Previous studies suggested an association between BMI and liking for salt (Deglaire et al., 2015; Donaldson et al., 2009) and it has been shown that higher urinary sodium excretions, as an indicator of salt intake, is associated with increased body weight (Huh et al., 2015; Libuda, Kersting & Alexy, 2012). Therefore, we also evaluated the salt eating behavior of the participants with a short questionnaire and found no differences between obese and lean persons in the preference for use and awareness of salt in food.

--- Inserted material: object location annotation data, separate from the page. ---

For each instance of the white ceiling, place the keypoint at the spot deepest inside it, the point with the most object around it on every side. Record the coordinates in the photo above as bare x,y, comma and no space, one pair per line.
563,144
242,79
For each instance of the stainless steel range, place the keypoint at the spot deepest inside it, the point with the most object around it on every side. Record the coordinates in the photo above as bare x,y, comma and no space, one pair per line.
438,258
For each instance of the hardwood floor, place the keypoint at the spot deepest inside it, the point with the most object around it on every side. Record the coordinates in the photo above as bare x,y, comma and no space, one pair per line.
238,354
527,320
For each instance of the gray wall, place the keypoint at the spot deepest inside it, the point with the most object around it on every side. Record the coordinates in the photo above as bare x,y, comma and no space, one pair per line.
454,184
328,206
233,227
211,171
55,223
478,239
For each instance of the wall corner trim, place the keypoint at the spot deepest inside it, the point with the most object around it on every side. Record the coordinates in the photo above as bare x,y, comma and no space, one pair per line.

One limitation of the study was that the salt intake of the participants was not evaluated. In this regard a recent study found an association between salt intake and salty taste sensibility among hypertensive and normotensive individuals (Piovesana Pde, Sampaio Kde & Gallani, 2013). However, since there were no differences between the usage of salt between patients and controls, we believe that there might be no relevant differences in the salt intake between the study groups. Another limitation is the relatively high dropout rate of the patients after bariatric surgery resulting in a lower statistical power in the analysis of the effects of weight loss on the salt detection threshold. Finally, although we additionally studied soup liking, we did not analysed systematically suprathreshold intensity ratings, as an additional way to evaluate hedonic components of higher levels of salt stimuli. This is also a drawback of this study. In general, in a previous study it was suggested that taste function is very complex and difficult to characterize (Webb et al., 2015).
In conclusion, in our study obesity was not associated with an altered salty taste or salting of a taste soup. Bariatric surgery with weight loss may tend to worsen the salt detection threshold of obese patients, although studies with higher sample sizes are necessary. Furthermore, sex should be considered when conducting sensory studies.